I moved out of the undergrowth, hearing Alma snap my name before she followed, William trying to keep up close behind. I crossed to where the creature had been inspecting the ground. Raking my fingers through the dry, dusty soil, feeling the odd gritty texture.
‘Something is here.’ I followed my instincts, searching through the roots and brambles on my knees until my hands brushed against something hard and cold.
My magic flared, my caution quickly forgotten as bright flames of blue and lavender illuminated the earth and a dark shiny stone that I had uncovered. The stone was carved with intricate warnings for beings like me.
‘A Verr stone.’ I felt the bitter coldness of the rock, and the sharpness of the carvings on it. A marking stone to lead beings to places of worship. An impossibility, and yet here it stood, struggling to survive amongst the thicket and not be swallowed by the earth.
Verr worship was forbidden. It had been ever since the uprising. The King had indulged and become lost in the darkness of that worship. Yet here stood a marker.
Which meant a Verr temple was close by, or at least what remained of one.
‘Verr?’ Alma frowned, and I could sense her revulsion. Having been kept in a menagerie, she was well acquainted with mortals that found reverence in the tales of the Verr.The cruelty of such men, with their duelling hatred of and sinister lust for fey.

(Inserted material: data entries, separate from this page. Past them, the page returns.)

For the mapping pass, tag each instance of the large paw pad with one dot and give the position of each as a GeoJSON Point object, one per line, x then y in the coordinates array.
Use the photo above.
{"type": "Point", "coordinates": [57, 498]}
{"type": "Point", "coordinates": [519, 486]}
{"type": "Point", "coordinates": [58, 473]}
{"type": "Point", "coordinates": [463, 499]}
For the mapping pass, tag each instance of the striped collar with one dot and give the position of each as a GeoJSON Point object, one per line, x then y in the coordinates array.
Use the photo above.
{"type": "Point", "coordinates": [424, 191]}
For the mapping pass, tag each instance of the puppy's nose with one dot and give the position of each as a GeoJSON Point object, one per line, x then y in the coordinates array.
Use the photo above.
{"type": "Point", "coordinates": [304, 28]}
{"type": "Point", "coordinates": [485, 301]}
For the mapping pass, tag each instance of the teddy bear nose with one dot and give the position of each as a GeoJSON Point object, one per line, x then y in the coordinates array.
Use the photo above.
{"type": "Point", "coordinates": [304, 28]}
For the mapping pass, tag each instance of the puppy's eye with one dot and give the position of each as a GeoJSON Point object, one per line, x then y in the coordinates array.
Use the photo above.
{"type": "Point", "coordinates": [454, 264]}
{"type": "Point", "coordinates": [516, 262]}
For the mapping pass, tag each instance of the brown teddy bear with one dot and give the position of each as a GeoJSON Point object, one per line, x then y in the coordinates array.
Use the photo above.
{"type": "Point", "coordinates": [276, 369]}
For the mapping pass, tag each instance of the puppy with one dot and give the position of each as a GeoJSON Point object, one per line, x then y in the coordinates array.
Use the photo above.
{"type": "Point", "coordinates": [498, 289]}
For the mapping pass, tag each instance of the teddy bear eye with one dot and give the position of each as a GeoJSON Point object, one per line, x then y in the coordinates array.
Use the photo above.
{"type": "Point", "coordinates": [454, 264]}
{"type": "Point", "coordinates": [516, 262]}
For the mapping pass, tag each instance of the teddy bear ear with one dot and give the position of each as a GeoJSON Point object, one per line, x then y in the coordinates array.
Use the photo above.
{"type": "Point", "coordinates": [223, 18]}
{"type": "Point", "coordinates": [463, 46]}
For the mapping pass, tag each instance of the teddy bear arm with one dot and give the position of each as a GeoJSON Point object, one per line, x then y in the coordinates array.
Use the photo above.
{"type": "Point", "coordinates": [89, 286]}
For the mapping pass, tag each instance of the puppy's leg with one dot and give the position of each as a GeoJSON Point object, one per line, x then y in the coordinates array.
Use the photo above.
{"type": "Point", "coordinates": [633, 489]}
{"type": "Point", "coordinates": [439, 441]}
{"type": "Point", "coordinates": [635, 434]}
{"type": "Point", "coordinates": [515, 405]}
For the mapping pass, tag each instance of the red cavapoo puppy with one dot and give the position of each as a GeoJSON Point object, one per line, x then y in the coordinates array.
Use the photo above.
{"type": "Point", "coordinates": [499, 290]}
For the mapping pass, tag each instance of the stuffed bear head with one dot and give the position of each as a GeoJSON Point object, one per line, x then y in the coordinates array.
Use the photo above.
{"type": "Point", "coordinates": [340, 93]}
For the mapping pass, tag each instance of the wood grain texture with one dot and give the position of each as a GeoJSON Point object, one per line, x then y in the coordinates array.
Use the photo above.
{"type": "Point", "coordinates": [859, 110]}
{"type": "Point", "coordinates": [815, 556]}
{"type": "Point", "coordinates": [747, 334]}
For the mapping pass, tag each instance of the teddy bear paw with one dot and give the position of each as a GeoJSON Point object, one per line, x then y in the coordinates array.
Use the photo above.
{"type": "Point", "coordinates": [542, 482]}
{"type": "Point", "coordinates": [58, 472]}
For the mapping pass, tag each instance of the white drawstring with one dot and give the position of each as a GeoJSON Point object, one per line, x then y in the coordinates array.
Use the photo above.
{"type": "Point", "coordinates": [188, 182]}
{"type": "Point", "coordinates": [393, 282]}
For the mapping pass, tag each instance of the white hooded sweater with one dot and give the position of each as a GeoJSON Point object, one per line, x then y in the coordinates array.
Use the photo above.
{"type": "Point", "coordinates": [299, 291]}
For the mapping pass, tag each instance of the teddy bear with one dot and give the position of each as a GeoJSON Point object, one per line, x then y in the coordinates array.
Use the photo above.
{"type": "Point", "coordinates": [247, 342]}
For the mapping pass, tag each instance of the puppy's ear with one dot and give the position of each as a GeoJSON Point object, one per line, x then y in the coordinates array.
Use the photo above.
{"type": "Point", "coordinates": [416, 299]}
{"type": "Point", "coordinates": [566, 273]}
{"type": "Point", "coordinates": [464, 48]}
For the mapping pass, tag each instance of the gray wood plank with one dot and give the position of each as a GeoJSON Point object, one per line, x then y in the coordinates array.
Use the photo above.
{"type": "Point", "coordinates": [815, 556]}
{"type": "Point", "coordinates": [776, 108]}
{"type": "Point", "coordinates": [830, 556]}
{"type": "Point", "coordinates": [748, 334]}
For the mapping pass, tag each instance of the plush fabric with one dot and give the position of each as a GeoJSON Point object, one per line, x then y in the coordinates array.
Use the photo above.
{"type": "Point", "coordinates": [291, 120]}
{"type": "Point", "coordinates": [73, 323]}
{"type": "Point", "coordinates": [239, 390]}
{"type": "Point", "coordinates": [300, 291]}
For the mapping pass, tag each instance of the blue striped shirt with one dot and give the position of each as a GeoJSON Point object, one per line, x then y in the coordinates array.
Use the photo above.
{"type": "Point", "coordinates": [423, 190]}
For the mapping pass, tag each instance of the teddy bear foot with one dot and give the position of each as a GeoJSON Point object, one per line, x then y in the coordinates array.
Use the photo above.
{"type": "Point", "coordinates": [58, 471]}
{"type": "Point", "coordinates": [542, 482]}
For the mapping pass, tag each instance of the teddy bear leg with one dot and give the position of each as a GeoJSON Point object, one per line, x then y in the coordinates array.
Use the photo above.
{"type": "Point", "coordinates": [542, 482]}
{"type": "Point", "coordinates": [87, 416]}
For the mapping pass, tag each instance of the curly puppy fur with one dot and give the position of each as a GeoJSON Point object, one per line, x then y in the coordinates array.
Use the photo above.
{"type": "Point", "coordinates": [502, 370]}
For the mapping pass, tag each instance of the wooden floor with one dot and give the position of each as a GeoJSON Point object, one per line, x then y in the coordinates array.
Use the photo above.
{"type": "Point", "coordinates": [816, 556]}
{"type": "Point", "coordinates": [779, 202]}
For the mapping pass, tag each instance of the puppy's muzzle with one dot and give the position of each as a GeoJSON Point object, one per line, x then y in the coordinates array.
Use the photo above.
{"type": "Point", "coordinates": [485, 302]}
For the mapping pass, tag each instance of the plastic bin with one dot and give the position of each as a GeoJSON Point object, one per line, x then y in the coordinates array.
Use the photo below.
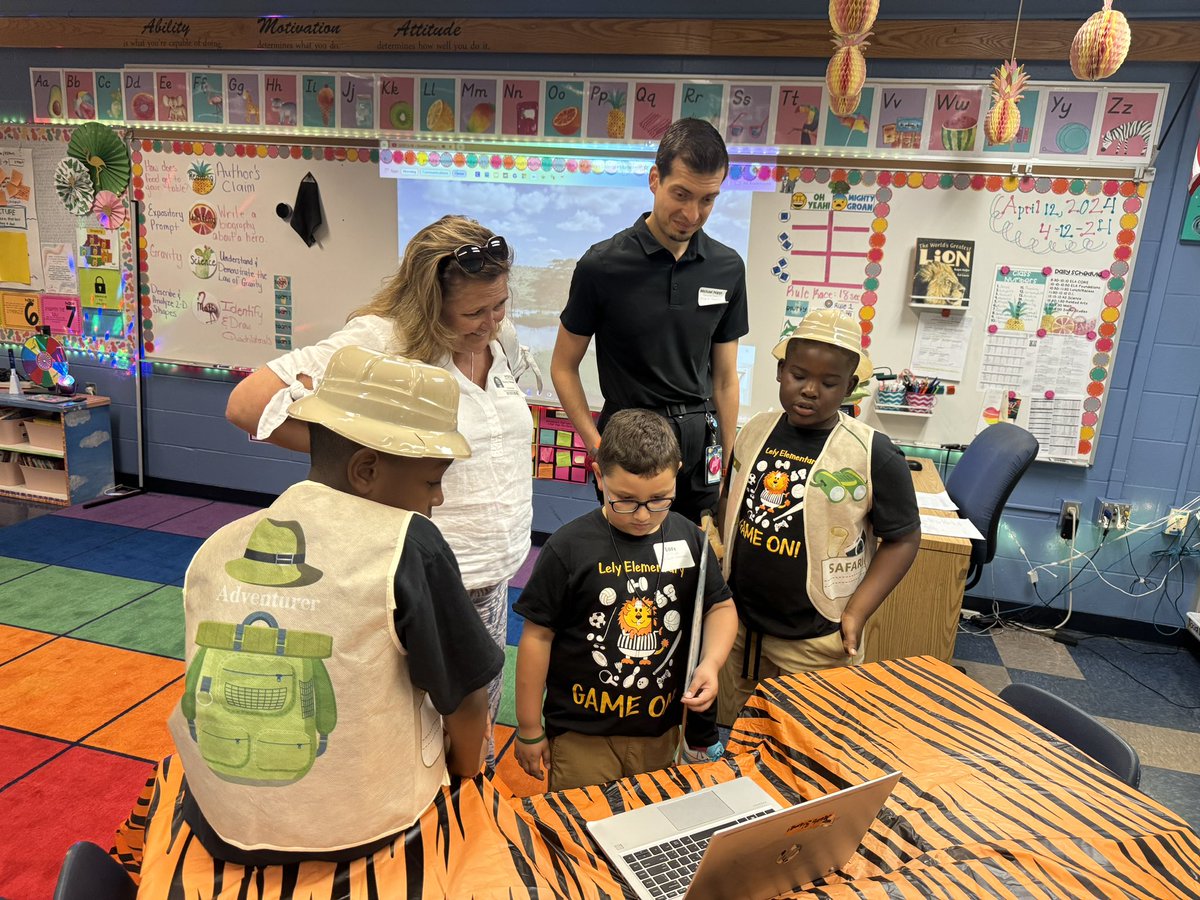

Despite the Council’s instance of peace, I wasn’t foolish enough to believe worship of Verr could be eradicated. Greed was an impossible monster to kill, and it infected faster than any plague.
Every fibre in my being told me to stop. To forget and run. Yet, I moved further into the woods, seeing shards of the strange black, glass-like stone that led the way to a large crack in the muddy earth.
The plants that had grown either side had crumbled to nothing but ash. Strange cold air came up from its depths, an odd sweetness to it that didn’t fit in the damp wet forest.
I grabbed a rock from the mud and tossed it into the hole, waiting a moment until it struck hard ground beneath.
‘William, what can you sense?’ I asked, watching as he dropped to his knee, letting the dark strange soil rest in his palms, fingers glowing faintly green.
A shudder of revulsion rolled through him, eyes almost des-perate as they found mine again. ‘Something is very wrong, Kat.’
It was here. Whatever it was, it was here. I moved closer to that hole, grabbing the sides to try and see how deep it was.
‘Kat !’ Alma seized hold of my arm. ‘Are you really going to crawl into a hole a dark fiend just came out of?’
‘A lesser fiend,’ I corrected, ‘and I want to know what it was doing.’
‘Something it shouldn’t have been, which is exactly whatwe’redoing,’ she hissed sharply, William nodding enthusiastically in the dark behind her. ‘We should tell Emrys, he’ll know what to do.’
A relieved sigh left William’s lips as if we’d unanimously decided that was indeed the best next step.